Change 371944 had a related patch set uploaded (by Jcrespo; owner: Jcrespo):
[operations/puppet@production] [WIP]mariadb: First attempt at a mydumper-based dump script

https://gerrit.wikimedia.org/r/371944

Change 374560 had a related patch set uploaded (by Jcrespo; owner: Jcrespo):
[operations/puppet@production] mariadb: Implement regular logical backups using mydumper

https://gerrit.wikimedia.org/r/374560

Change 371944 abandoned by Jcrespo:
[WIP]mariadb: First attempt at a mydumper-based dump script

Reason:
in favour of https://gerrit.wikimedia.org/r/374560

https://gerrit.wikimedia.org/r/371944

We need this ASAP dbstore1001 crashed and it is not in a good state; plus it can no longer catch up with replication reasonably well.

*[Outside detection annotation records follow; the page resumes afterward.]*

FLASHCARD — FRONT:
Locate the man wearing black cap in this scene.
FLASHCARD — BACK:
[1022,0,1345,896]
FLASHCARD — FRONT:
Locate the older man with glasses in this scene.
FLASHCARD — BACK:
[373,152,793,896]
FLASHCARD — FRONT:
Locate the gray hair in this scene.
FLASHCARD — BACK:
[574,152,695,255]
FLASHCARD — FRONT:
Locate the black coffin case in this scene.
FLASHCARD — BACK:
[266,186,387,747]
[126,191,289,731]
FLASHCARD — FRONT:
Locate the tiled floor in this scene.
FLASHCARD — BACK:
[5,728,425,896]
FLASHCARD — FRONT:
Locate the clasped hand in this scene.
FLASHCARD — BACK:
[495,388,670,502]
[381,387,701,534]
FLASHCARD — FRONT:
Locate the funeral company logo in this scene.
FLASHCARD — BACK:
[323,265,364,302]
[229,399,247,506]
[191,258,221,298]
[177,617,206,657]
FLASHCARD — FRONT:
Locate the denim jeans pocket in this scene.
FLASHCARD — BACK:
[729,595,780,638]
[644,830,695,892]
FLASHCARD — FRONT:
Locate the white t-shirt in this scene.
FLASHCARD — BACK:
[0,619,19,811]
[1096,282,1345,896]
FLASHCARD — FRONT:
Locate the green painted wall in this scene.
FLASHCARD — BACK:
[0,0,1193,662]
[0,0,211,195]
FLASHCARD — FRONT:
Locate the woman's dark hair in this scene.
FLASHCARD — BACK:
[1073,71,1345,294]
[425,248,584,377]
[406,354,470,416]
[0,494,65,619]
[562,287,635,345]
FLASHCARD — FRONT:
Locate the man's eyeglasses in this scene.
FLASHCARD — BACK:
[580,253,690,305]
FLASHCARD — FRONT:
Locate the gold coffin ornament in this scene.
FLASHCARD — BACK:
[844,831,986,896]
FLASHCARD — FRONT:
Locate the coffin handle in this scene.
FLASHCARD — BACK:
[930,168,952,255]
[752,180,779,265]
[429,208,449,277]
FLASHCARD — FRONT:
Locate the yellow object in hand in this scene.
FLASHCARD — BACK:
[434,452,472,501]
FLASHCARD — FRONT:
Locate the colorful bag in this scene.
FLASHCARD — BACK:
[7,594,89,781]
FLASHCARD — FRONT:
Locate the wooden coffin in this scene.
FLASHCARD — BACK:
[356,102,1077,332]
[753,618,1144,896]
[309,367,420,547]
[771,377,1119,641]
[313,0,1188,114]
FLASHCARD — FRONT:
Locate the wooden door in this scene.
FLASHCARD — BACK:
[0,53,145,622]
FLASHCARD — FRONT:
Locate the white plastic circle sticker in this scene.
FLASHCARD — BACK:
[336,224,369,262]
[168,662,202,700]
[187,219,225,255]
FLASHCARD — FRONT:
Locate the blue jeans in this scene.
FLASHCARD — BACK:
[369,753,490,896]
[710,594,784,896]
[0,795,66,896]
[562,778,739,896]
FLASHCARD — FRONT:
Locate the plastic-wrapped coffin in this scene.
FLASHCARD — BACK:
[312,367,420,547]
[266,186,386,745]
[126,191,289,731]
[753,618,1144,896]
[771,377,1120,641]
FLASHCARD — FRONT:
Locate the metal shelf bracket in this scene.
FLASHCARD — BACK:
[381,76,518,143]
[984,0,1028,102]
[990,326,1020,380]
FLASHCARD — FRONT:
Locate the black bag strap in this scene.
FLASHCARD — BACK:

Change 374560 merged by Jcrespo:
[operations/puppet@production] mariadb: Implement regular logical backups using mydumper

https://gerrit.wikimedia.org/r/374560

Change 381472 had a related patch set uploaded (by Jcrespo; owner: Jcrespo):
[operations/puppet@production] mariadb-backups: Fix require on cronjob

https://gerrit.wikimedia.org/r/381472

Change 381472 merged by Jcrespo:
[operations/puppet@production] mariadb-backups: Fix require on cronjob

https://gerrit.wikimedia.org/r/381472

Change 381491 had a related patch set uploaded (by Jcrespo; owner: Jcrespo):
[operations/puppet@production] mariadb: backup user must be dump to match already in use mysql account

https://gerrit.wikimedia.org/r/381491

Change 381491 merged by Jcrespo:
[operations/puppet@production] mariadb: backup user must be dump to match already in use mysql account

https://gerrit.wikimedia.org/r/381491

Basic script works and users setup on dbstore2001:s5- pending lot of followup both in hardware and scripting.